4. The chimeric antigen receptor according to claim 3, wherein a sequence of the hinge region is derived from at least one of CD8α, CD28, 4-1BB, ICOS, OX40, CD40, CD80 and IgG, a sequence of the transmembrane region is derived from at least one of CD2, CD27, LFA-1, CD8α, CD28, 4-1BB, ICOS, OX40, CD40, CD80, CD3ζ and CD3ε, and a sequence of the intracellular signal region is derived from a Toll-like receptor, and at least one of CD2, CD27, LFA-1, CD8a, CD28, 4-1BB, ICOS, OX40, CD40, CD80, DAP10, DAP12, CD3ζ and CD3ε.

5. The chimeric antigen receptor according to claim 3, wherein a sequence of the chimeric antigen receptor is selected from any one of sequences shown in SEQ ID NOs: 18-29.

6. A nucleic acid, which comprises a sequence encoding the humanized antibody according to claim 1, or a fragment of the sequence.

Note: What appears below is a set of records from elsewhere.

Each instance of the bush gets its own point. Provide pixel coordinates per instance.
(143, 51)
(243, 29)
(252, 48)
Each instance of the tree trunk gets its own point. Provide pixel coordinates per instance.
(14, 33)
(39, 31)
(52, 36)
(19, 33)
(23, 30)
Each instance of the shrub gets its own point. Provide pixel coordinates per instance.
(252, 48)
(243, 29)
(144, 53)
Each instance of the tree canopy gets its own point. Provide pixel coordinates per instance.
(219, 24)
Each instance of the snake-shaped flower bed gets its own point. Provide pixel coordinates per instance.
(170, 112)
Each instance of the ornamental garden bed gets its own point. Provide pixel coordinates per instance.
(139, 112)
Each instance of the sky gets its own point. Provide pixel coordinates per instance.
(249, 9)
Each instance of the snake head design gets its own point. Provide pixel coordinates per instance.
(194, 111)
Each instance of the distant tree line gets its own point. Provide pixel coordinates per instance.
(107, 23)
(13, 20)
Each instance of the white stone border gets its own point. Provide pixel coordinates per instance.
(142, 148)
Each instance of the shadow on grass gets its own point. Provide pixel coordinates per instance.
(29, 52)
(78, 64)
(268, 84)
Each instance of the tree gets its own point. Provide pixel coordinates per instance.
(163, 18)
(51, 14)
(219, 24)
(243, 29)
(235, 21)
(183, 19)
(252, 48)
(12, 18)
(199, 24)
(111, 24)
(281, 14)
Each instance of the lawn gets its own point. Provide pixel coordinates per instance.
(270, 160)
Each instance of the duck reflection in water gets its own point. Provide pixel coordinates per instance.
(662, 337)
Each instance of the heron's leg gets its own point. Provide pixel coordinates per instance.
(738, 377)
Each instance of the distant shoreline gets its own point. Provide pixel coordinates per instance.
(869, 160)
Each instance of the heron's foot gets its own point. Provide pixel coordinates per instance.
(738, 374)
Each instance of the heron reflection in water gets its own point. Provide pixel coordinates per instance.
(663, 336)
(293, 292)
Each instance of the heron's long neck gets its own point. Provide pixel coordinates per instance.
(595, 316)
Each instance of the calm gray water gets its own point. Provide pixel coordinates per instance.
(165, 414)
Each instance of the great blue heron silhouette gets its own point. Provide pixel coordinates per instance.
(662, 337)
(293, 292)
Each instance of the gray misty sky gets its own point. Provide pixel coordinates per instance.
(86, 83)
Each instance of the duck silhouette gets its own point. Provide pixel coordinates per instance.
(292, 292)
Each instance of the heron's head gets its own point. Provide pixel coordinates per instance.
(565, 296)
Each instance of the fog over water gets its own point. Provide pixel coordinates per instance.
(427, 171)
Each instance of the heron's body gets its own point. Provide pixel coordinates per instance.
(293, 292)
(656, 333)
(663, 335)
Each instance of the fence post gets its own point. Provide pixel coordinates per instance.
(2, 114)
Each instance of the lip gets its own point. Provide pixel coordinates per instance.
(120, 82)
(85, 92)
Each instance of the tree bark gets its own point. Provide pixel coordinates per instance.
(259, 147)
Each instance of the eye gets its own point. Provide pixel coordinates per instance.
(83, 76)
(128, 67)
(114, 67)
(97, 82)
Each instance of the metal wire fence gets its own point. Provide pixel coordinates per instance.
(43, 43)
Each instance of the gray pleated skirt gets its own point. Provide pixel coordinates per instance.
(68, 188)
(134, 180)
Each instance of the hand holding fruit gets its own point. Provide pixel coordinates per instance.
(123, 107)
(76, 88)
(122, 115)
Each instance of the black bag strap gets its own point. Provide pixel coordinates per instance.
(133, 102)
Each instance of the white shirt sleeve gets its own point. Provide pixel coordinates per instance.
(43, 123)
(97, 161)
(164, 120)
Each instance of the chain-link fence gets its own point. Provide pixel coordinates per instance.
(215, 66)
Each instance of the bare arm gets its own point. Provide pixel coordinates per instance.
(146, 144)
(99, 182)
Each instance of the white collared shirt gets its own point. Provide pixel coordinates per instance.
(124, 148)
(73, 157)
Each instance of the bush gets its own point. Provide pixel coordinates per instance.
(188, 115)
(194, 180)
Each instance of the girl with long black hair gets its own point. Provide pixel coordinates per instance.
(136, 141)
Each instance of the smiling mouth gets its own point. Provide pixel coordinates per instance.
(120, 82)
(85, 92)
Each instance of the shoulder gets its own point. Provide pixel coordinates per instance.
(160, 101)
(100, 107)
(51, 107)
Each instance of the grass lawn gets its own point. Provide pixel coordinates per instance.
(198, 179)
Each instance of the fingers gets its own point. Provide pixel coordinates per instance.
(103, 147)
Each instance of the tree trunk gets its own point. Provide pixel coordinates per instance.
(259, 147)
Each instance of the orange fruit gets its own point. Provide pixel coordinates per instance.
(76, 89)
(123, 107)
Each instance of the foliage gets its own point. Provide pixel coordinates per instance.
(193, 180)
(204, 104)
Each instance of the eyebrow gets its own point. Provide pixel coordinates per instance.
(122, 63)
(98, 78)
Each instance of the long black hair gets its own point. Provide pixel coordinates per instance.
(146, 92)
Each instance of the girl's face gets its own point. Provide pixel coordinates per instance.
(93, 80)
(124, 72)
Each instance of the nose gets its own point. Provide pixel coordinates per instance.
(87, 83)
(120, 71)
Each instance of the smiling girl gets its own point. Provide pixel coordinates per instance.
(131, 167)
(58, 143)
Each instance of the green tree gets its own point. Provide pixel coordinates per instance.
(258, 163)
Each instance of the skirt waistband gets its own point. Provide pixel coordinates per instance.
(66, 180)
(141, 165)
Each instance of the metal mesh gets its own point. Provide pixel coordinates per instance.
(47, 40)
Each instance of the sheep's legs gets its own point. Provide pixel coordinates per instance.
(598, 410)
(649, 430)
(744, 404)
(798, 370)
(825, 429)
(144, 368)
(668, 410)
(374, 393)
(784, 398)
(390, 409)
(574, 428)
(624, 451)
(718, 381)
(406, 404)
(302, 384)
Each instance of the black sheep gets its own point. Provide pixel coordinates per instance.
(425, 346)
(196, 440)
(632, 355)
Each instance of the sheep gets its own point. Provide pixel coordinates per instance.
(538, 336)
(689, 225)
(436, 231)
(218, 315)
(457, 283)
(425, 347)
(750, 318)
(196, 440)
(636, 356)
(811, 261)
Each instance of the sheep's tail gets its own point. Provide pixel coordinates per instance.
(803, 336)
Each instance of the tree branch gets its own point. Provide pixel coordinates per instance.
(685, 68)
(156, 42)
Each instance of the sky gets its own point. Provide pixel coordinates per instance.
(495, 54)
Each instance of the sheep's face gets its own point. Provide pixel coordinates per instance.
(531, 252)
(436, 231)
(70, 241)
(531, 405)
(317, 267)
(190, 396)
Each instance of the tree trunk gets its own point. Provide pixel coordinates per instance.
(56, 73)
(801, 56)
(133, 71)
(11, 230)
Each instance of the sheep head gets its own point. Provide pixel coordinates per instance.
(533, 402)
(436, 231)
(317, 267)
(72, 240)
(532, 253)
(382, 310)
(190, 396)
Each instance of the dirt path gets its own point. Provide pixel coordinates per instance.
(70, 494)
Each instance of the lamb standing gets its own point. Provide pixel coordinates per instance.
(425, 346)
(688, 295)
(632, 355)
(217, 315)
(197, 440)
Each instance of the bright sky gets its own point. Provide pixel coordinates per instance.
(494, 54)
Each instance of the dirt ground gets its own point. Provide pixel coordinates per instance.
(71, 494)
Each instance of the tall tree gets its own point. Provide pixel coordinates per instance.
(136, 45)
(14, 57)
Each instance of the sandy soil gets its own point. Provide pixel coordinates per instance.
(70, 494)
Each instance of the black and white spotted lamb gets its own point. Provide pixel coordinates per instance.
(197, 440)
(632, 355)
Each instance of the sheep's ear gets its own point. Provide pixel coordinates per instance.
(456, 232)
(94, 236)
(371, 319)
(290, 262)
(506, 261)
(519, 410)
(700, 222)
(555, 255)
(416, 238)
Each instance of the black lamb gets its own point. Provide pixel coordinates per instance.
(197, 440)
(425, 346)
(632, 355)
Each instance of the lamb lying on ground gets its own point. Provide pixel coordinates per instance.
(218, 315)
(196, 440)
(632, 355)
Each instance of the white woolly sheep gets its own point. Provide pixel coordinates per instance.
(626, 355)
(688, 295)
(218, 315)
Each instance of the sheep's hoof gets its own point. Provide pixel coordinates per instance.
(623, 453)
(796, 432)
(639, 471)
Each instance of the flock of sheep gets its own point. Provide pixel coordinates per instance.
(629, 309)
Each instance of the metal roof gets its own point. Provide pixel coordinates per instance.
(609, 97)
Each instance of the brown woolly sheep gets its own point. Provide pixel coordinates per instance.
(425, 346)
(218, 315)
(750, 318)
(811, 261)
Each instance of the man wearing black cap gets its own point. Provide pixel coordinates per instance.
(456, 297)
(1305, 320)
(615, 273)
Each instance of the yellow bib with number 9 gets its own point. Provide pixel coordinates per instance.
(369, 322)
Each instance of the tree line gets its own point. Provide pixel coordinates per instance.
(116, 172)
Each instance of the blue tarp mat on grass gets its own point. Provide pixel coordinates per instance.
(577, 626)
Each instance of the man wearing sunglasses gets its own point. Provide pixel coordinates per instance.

7. A nucleic acid, which comprises a nucleotide sequence encoding the chimeric antigen receptor according to claim 3, or a fragment of the sequence.

8. A vector comprising the nucleic acid according to claim 6.

9. A cell comprising the nucleic acid according to claim 6.

10. A method of detecting human tumors or treating human cancers using the humanized antibody according to claim 1.

11. A vector comprising the nucleic acid according to claim 7.

12. A cell comprising the nucleic acid according to claim 7.

13. A cell comprising the vector according to claim 8.

14. A method of detecting human tumors or treating human cancers using the chimeric antigen receptor according to claim 3.

15. A method of detecting human tumors or treating human cancers using the nucleic acid according to claim 6.

16. A method of detecting human tumors or treating human cancers using the nucleic acid according to claim 7.

17. A method of detecting human tumors or treating human cancers using the vector according to claim 8.

18. A method of detecting human tumors or treating human cancers using the vector according to claim 11.

19. A method of detecting human tumors or treating human cancers using the cell according to claim 9.

20. A method of detecting human tumors or treating human cancers using the cell according to claim 12.

21. A method of detecting human tumors or treating human cancers using the cell according to claim 13.